I had no idea that most of the baby food that is available for purchase these days are packaged in single use, plastic squeeze tubes. I assumed that everything was still in glass jars like they were 30 years ago when my brother was a baby. I discovered that you can still buy baby food in jars but the selection is severely limited and the glass section tends to be down low, away from the flashy squeeze tubes at prominent eye level.

I then looked to the other side of the aisle where they keep the nappies and nearly fainted. Huggies Little Swimmers (disposable swim nappies) were selling for $14.99 AU for a twelve pack. Yikes!! That’s $1.25 per nappy and they’re not biodegradable.

 

(Can you hear my screams?)

 

Here are three small things every parent can do to reduce their carbon footprint. As a bonus, all of these strategies are also money savers. How’s that for two birds with one stone?!

1. Invest in a cloth swim nappy.

Cloth nappies and cloth wipes, in general, are awesome but if you aren’t sure about making the switch to full time cloth, a cloth swim nappy is so easy, so convenient, and so economical. You just throw it in the wash with the swimsuits and towels, My daughter has so far never pooped in her swim nappy but should that ever happen, you just have to get the poo into the toilet somehow before washing it (note -for babies exclusively breastfed that haven’t started on solids, you don’t have to do this – the poo is water solluble and can go through the wash). We have a little scrubby brush for doing this with her normal nappies. It sounds disgusting but it’s really not a big deal.

 

2. Simplify your dinners so that your baby can eat what you eat.

When you’re really busy, the thought of making your own baby food can feel like such a chore (seriously – lugging out the food processor can be such a pain in the rear) but if you just aim to cook meals that have things your baby can eat anyway (roast veggies you can mush with a fork, risotto, small pasta pieces, sliced avocado, etc.) it’s not a drama to just make a little extra and then freeze small portions for other times. Or you could even consider baby lead weaning where you skip the mushy ‘baby food’ thing all together. It’s worth a google.

 

3. If you do decide to purchase baby food, go for the glass jars.

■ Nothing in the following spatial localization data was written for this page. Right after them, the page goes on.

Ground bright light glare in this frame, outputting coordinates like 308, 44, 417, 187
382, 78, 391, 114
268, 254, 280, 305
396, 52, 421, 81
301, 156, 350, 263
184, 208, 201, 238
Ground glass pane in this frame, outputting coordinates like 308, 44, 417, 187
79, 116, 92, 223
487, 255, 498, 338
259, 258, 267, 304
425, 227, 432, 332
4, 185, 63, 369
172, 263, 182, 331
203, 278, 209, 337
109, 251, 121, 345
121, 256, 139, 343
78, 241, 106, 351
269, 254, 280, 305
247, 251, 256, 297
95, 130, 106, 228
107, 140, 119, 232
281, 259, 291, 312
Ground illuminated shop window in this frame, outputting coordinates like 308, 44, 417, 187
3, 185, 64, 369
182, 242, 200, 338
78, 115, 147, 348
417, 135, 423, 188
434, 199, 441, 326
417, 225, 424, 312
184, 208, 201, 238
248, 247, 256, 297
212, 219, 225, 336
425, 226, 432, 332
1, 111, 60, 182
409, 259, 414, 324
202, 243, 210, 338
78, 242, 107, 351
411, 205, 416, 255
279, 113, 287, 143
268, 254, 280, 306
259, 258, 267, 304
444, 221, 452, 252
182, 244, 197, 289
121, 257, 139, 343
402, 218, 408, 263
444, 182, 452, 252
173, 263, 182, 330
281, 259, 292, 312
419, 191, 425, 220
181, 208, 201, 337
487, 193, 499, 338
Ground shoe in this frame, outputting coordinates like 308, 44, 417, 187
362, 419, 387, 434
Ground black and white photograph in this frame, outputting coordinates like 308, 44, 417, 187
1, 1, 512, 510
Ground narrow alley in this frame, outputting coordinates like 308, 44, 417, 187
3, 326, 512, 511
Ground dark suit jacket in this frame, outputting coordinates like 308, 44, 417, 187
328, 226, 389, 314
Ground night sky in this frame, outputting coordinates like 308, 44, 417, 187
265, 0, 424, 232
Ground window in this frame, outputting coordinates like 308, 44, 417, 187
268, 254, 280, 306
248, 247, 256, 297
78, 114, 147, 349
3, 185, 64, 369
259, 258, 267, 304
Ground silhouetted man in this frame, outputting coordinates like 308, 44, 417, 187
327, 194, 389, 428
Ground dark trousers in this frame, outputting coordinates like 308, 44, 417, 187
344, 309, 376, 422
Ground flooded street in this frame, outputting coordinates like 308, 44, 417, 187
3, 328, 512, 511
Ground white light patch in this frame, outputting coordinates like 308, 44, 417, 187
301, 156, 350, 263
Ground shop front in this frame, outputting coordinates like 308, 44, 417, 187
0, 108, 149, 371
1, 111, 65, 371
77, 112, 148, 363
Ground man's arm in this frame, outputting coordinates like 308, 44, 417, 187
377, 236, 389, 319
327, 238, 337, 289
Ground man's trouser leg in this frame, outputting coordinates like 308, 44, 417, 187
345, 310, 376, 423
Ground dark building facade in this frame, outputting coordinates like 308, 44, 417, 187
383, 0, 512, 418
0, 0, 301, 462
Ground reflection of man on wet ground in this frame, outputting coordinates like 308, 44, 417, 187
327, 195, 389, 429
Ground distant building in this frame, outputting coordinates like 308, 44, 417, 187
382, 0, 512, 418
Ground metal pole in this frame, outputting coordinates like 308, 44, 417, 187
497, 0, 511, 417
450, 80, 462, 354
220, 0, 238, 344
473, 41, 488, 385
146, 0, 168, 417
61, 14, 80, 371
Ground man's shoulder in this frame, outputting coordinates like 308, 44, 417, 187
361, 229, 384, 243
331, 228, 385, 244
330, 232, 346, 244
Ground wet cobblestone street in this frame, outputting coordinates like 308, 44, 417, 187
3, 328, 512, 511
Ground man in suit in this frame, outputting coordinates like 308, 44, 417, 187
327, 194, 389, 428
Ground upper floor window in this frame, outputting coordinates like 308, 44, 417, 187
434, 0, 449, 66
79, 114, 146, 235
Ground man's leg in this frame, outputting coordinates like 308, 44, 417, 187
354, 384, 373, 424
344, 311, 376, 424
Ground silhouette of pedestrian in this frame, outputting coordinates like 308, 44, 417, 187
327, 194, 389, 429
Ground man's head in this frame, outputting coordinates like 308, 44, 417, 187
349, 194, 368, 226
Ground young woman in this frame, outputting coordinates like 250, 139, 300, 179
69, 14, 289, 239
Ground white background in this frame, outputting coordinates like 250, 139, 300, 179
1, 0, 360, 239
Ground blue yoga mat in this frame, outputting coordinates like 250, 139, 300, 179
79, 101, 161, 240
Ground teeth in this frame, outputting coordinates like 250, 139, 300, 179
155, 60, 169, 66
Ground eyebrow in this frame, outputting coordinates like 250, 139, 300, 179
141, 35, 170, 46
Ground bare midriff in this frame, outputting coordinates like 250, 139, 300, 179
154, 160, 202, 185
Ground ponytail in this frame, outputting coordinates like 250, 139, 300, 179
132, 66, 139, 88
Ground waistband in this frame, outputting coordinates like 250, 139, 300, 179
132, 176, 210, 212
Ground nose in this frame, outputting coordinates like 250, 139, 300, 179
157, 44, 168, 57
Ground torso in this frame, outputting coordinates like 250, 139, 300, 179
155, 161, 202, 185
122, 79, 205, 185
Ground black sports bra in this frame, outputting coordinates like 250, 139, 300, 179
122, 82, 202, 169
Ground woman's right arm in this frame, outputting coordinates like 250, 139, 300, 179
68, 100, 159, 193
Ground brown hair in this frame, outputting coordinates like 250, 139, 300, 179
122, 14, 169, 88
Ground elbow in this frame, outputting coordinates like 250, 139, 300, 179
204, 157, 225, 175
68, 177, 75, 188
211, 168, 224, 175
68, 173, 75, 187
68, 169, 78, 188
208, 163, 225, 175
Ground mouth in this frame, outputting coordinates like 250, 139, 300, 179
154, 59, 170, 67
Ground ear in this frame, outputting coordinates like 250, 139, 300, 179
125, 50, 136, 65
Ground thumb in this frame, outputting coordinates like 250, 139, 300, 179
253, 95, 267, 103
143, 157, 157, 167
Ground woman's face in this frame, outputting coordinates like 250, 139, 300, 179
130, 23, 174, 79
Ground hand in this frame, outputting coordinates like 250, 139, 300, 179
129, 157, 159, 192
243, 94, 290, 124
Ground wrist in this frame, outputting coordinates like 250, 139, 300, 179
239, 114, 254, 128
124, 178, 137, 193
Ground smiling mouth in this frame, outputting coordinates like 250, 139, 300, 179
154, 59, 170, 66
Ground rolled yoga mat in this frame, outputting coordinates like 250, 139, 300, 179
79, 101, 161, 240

At least with the glass jars, you have some options. You can re-use them to store your leftover baby-friendly meals (yes, you can freeze jars), you can up-cycle them into other things like these super cute picture frame magnets which the grandmas in my family are toootally getting at Christmas or to organise like a boss.   And of course, with jars, you always have that option of chucking them into the recycling bin.